Logs and console output 00> Booting Zephyr OS build v2.4.99-ncs1 00> Initializing... 00> I: 6 Sectors of 4096 bytes 00> I: alloc wra: 0, fc0 00> I: data wra: 0, 4c 00> I: HW Platform: Nordic Semiconductor (0x0002) 00> I: HW Variant: nRF52x (0x0002) 00> I: Firmware: Standard Bluetooth controller (0x00) Version 2.4 Build 99 00> I: No ID address.

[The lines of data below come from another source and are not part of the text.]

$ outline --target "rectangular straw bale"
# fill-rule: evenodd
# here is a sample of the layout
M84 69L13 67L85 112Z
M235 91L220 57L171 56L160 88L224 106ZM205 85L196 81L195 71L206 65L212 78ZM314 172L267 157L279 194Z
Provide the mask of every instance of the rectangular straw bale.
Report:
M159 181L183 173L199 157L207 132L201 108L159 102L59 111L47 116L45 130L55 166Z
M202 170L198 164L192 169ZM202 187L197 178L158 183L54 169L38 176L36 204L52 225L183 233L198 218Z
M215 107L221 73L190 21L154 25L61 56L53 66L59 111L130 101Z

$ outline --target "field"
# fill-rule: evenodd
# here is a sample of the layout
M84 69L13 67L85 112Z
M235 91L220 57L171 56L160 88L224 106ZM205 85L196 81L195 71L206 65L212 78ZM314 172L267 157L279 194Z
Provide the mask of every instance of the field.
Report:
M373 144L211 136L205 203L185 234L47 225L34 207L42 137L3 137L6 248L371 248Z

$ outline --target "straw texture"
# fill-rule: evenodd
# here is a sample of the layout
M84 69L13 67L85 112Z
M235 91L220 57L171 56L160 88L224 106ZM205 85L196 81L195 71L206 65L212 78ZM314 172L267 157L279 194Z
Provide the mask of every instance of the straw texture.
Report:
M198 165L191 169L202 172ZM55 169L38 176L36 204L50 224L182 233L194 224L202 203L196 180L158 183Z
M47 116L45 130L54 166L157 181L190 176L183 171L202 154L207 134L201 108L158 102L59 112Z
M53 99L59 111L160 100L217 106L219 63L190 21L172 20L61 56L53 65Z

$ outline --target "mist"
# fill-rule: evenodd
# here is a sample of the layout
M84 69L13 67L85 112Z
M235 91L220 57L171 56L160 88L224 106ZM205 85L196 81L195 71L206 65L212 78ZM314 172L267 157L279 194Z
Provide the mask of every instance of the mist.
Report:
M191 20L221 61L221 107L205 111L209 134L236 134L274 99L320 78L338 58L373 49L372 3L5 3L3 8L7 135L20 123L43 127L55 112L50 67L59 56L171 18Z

App must call settings_load() 00> Bluetooth initialized 00> D: CAP: output_size: 1 00> D: CAP: output_actions: 1 00> D: CAP: input_size: 0 00> D: CAP: input_actions: 0 00> Temperature sensor (TEMP_0) initiated 00> D: Sensor 0x004d 00> I: Identity: DE:80:69:C1:28:4D (random) 00> I: HCI: version 5.2 (0x0b) revision 0x0000, manufacturer 0x0059 00> I: LMP: version 5.2 (0x0b) subver 0xffff 00> 00> nrf_shell:~$ I: Device UUID: 00000000-0000-0080-2644-58cdf18cdc91 00> Mesh initialized 00> D: Local public key ready ... 00> D: xact_id 0x1 00> D: type 0x02 len 6 00> D: Algorithm: 0x00 00> D: Public Key: 0x00 00> D: Auth Method: 0x02 00> D: Auth Action: 0x00 00> D: Auth Size: 0x01 00> D: Blinking 7 times ... 00> D: Remote Public Key: 0132a4c2b46e773a63e308175b1b8bd3e4c927f06bd626fa97dda39cf9fb5bd5cb8078b9d073d5c0f26a8c88f6ec09690d2837f3d00558c78ab3af0a111cb7e9 ... 00> D: 2 bytes: 0005 00> D: type 0x00 len 2 00> D: Attention Duration: 5 seconds 00> D: 6 bytes: 020000020001 00> D: type 0x02 len 6 00> D: Algorithm: 0x00 00> D: Public Key: 0x00 00> D: Auth Method: 0x02 00> D: Auth Action: 0x00 00> D: Auth Size: 0x01 00> D: Blinking 9 times ... 00> D: conn 0x200017a8 00> D: 2 bytes: 0005 00> D: type 0x00 len 2 00> D: Attention Duration: 5 seconds 00> D: 6 bytes: 020000020001 00> D: type 0x02 len 6 00> D: Algorithm: 0x00 00> D: Public Key: 0x00 00> D: Auth Method: 0x02 00> D: Auth Action: 0x00 00> D: Auth Size: 0x01 00> D: Blinking 0 times
Environment (please complete the following information):
Additional context https://github.com/zephyrproject-rtos/zephyr/blob/master/subsys/bluetooth/mesh/prov.c Line 174 should have an additional condition based on blink, beep, or vibrate to eliminate the value 0 in the output, by choosing another number?
In addition, I think the line 176 has an issue too, since the authlink value does not match between this device and the provisioner on another processor. I double checked the other processor and it appears to be in big endian order, so I think the zephyr is not putting it in big endian order, but have not double checked it yet. I can write another case if needed.